The reversal agent for heparin is protamine sulfate. It should be administered by slow infusion, with no more than 50 mg given in any 10-minute period. Each mg of protamine sulfate neutralizes approximately 100 USP heparin units 2.
From the Research
Reversal Agents for Heparin
- Protamine sulfate is a specific antidote for unfractionated heparin (UFH) and can reverse its anticoagulant effect completely 3, 4, 5.
- Protamine sulfate can also reverse the effect of low-molecular-weight heparin (LMWH) partially, but it has negligible effects on other anticoagulants like danaparoid and fondaparinux 3.
- The use of protamine sulfate can be associated with life-threatening side effects such as systemic hypotension, catastrophic pulmonary vasoconstriction, or allergic reactions 4.
- New alternatives to protamine sulfate, such as UHRA, LMWP, and Dex40-GTMAC3, are in the preclinical stage, while andexanet alfa and PER977 are in advanced clinical phases 4.

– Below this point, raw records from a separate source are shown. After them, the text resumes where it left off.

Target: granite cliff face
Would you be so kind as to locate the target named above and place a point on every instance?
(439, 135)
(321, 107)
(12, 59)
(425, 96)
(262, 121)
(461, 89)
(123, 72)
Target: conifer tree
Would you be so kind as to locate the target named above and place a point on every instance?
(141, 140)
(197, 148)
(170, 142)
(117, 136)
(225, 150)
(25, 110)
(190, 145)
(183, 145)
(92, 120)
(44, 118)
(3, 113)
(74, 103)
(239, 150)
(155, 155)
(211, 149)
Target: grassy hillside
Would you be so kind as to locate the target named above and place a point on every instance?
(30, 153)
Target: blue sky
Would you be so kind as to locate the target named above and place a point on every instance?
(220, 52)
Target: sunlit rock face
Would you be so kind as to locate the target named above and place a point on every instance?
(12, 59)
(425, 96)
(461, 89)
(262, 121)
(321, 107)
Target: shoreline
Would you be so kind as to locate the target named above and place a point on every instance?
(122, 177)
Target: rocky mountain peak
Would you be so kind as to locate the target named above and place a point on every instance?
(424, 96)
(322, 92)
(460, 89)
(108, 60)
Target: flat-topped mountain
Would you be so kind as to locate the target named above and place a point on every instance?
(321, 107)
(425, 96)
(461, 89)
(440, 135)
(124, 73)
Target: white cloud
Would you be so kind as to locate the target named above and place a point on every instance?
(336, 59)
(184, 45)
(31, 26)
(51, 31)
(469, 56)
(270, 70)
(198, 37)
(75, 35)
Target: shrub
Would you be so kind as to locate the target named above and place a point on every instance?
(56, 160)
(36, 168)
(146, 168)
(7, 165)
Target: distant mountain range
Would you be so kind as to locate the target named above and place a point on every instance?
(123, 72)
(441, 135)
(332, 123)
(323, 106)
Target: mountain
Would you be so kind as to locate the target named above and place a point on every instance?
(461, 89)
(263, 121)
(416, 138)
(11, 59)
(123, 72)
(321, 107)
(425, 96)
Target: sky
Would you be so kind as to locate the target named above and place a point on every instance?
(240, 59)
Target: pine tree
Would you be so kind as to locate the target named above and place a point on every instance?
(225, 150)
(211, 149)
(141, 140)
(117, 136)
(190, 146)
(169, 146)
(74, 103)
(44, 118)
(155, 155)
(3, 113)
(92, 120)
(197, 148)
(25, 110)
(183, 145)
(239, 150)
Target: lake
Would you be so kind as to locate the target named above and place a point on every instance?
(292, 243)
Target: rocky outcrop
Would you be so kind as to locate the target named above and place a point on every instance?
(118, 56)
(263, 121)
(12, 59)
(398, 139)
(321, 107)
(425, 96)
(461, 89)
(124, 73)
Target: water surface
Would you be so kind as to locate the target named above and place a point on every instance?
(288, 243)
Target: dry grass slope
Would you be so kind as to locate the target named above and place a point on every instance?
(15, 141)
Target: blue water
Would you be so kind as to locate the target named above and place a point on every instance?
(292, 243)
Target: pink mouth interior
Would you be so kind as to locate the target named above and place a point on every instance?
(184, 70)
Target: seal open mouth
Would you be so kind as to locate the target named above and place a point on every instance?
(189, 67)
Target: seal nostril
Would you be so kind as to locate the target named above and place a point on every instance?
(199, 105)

- Fresh frozen plasma can also be used to reverse heparin resistance during cardiopulmonary bypass, and it can lessen total heparin requirements during the procedure 6.
Management of Bleeding in Patients on Heparin
- Bleeding patients on heparin should be risk-stratified based on hemodynamic instability, source of bleeding, and degree of blood loss 5.
- Minor bleeding may be managed with discontinuation of anticoagulant, while major bleeding may require transfusion of blood products and use of specific antidotes like protamine sulfate 5.
- The residual effects of heparin can be monitored with distinct coagulation assays, and protamine sulfate can be used to reverse its effect completely 5.